Tigecycline is a glycylcycline derived antibiotic which is in vitro effective on MDR A.baumannii. Baadani et al[20] found tigecycline resistance as 4.7-20.5% in the A. baumannii isolates in two different hospitals. Studies conducted in our country reported tigecycline resistance as 0-12%.[13] No tigecycline-resistant strain was detected in our study.

Inappropriate treatment administrations directly affect mortality.[21] In this study, rate of mortality was found as 39.2% for all years. In the conducted studies, rate of mortality in A. baumannii infections is reported between 22-44%.[22] Lee et al demonstrated that in serious cases having A. baumannii bacteremia, 14-day mortality decreased to 13% from 29% with a proper antimicrobial treatment.[23]
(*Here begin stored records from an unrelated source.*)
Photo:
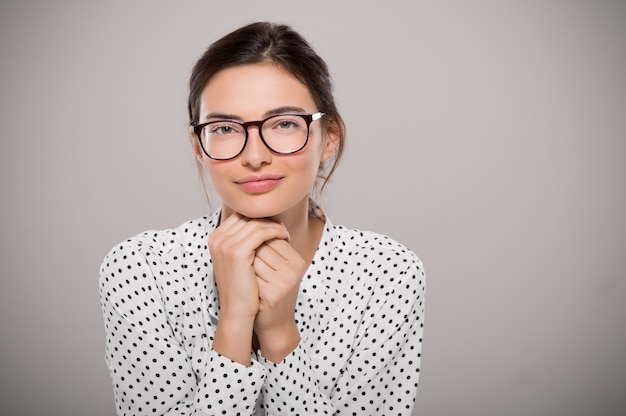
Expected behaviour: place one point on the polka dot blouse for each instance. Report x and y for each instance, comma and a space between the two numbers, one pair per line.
360, 313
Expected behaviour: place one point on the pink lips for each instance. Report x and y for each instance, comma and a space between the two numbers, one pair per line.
260, 183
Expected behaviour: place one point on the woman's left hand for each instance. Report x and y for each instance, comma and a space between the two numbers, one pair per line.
279, 269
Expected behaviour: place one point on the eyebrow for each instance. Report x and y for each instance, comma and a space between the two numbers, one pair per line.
280, 110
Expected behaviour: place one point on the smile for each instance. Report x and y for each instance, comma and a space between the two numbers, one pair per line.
259, 184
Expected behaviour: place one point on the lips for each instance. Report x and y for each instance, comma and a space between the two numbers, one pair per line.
259, 183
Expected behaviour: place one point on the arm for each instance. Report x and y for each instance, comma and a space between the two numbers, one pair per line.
149, 361
381, 373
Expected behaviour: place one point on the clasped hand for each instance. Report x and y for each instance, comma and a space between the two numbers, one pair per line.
258, 274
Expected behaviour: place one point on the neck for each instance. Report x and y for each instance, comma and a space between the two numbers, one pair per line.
304, 228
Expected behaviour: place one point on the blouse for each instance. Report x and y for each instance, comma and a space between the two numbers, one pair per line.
360, 312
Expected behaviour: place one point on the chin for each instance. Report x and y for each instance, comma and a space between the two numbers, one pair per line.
256, 212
It is inevitable for clinicians to develop a road map about the approaches to resistant Acinetobacter infections, including trainings on the infection control and proper antibiotic use based on the antibiotic sensitivity status in their regions. We believe that this approach will reduce the rates of resistant infections.